Tesserae of Venus 2009-2012
Tesserae are folding-forms: instead of seismic tectonics, generative land building on the planet Venus happens through tesserae, or folds. In my backyard science fiction lab, I build tesserated sculptures from heavy papers and paint. Photograph them, then set them into my photographs of locations in remote California energy production sites (geothermal and petroleum). Imagine the carbon atmospheres of our planet, if greenhouse gasses were to saturate it as is the case on our sister planet. This body of photomontage, video and drawing works was first shown with Jessica Silverman Gallery, San Francisco in a solo exhibition in 2009.
Excerpt from BOMB interview by Melissa Potter
Melissa Potter: I’m fascinated with the contradictory implications of Venus’ uninhabitable atmosphere as the inspiration for this body of work. It operates in these pieces both as a symbol for the earth after what you suggest is the inevitable moment of carbon saturation and as a fantastical shelter from this storm, something you’ve coined, “tesserae tents.”
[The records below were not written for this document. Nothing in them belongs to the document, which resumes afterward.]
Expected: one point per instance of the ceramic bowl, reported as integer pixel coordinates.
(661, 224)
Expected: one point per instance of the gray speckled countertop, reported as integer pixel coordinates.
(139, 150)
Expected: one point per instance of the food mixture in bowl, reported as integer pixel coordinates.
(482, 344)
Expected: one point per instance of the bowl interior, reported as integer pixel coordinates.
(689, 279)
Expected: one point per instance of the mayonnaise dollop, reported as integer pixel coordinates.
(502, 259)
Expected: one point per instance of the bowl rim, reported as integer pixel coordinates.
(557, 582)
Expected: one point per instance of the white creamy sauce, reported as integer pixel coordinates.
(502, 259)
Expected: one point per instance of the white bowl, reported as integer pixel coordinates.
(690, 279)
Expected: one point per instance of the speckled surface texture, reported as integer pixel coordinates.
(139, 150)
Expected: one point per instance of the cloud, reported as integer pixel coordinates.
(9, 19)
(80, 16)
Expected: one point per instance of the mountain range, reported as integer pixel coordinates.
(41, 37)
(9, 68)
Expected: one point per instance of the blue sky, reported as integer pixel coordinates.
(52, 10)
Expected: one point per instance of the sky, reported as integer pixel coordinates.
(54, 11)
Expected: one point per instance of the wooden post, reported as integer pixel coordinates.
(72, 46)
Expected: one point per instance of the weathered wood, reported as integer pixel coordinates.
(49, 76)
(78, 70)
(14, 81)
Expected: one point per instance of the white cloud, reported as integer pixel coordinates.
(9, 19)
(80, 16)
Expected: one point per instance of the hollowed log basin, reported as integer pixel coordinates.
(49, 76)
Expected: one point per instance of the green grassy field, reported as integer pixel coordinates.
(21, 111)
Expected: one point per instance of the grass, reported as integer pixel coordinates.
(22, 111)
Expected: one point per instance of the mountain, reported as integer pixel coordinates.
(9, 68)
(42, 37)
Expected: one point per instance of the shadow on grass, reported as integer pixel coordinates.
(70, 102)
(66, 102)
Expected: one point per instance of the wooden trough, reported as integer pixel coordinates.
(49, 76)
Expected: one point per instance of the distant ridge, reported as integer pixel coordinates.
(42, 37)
Christina McPhee: I started thinking about using the tesserae—complex ridged folds—of the surface of Venus, as a simple visual analog for carbon intensification in our atmosphere. It’s thought that Venus may once have had water, even oceans, but that there is no carbon cycle on Venus, so there can’t be any absorption; there are no oceans to take up the excess carbon. The planet is in a deeply entropic process. Most of us are wondering how much longer the carbon increases in our atmosphere can go on before there is massive loss of coastline, dramatic changes in ecosystems, and then what about us? So I was trying to imagine improvised shelters at, or inside, these neglected areas, often alluvial or littoral swamps, marshes or riverbeds; I thought of intimate spaces on the scale of the waterfowl and the rushes: a mammal’s-eye view in contrast and immediate proximity to alternative and tradi- tional petroleum energy-producing plants on a huge scale.
I was out shooting still and video footage in sites like these, at the edge of cities or in the desert and felt that there was an invisible assemblage going on, maybe on account of Venus-like intensifications of carbon in the air. I started to imagine how, as we try to quickly build and go online with alternative energies, at the same time we might not be converting away from carbon emissions fast enough...
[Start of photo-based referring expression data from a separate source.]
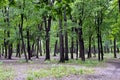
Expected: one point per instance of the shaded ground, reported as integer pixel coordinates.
(111, 71)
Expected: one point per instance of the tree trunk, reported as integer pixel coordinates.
(28, 45)
(40, 47)
(37, 55)
(115, 56)
(55, 48)
(61, 41)
(72, 45)
(47, 28)
(89, 52)
(21, 34)
(81, 42)
(66, 36)
(101, 47)
(76, 49)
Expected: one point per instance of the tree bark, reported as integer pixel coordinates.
(66, 36)
(115, 56)
(28, 45)
(61, 42)
(81, 42)
(89, 52)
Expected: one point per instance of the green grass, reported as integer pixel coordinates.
(6, 74)
(57, 72)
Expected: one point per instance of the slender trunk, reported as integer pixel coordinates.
(37, 55)
(81, 42)
(21, 34)
(115, 56)
(66, 36)
(61, 41)
(18, 50)
(101, 47)
(94, 48)
(117, 49)
(89, 52)
(40, 47)
(119, 4)
(47, 37)
(28, 45)
(76, 49)
(72, 45)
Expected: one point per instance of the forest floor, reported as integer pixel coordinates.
(110, 70)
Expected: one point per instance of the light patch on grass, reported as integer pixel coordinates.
(6, 74)
(87, 63)
(57, 72)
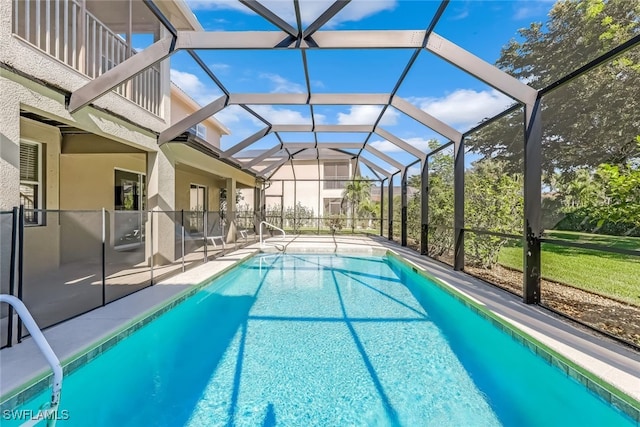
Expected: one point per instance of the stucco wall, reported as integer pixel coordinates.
(184, 179)
(87, 180)
(22, 56)
(42, 243)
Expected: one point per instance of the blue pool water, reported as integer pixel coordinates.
(301, 340)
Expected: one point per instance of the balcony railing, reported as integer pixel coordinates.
(65, 30)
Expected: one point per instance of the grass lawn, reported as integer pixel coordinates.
(606, 273)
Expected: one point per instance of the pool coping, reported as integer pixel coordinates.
(609, 393)
(42, 381)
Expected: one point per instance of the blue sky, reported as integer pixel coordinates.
(481, 27)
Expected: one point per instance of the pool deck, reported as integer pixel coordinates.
(606, 359)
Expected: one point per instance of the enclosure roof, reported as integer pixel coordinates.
(290, 117)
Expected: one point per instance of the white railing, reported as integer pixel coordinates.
(262, 240)
(69, 33)
(49, 414)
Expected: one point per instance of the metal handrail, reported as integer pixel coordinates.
(284, 235)
(42, 344)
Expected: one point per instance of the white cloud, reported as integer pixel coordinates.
(231, 114)
(194, 87)
(389, 147)
(465, 108)
(281, 84)
(413, 170)
(309, 10)
(284, 115)
(528, 10)
(367, 115)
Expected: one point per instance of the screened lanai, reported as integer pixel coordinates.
(541, 179)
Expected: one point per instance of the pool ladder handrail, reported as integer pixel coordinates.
(47, 352)
(263, 241)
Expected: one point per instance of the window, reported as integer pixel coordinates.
(129, 191)
(129, 202)
(197, 204)
(197, 198)
(332, 207)
(336, 175)
(199, 130)
(31, 181)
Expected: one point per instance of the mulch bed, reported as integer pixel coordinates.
(615, 317)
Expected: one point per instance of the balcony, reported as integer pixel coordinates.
(92, 37)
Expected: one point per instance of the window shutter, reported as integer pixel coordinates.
(29, 162)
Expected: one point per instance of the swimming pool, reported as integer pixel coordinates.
(324, 340)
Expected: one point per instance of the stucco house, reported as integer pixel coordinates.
(65, 167)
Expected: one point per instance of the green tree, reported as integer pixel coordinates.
(493, 202)
(440, 215)
(355, 193)
(593, 119)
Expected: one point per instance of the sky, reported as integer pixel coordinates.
(433, 85)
I am really fascinated by how abstraction is a kind of tactical move to deflect attention from the literal reportage of a photograph, and I am involved in exploring that lag between the image recognition (the documentary moment) and the sense of an overwhelming dynamic system, something that can’t be described by direct reportage..You can’t really visualize what the world is going to be like if the Arctic sea ice melts. You can imagine drowning cities and things like that on a grand scale, but what about the intimate detail, the less obvious byways?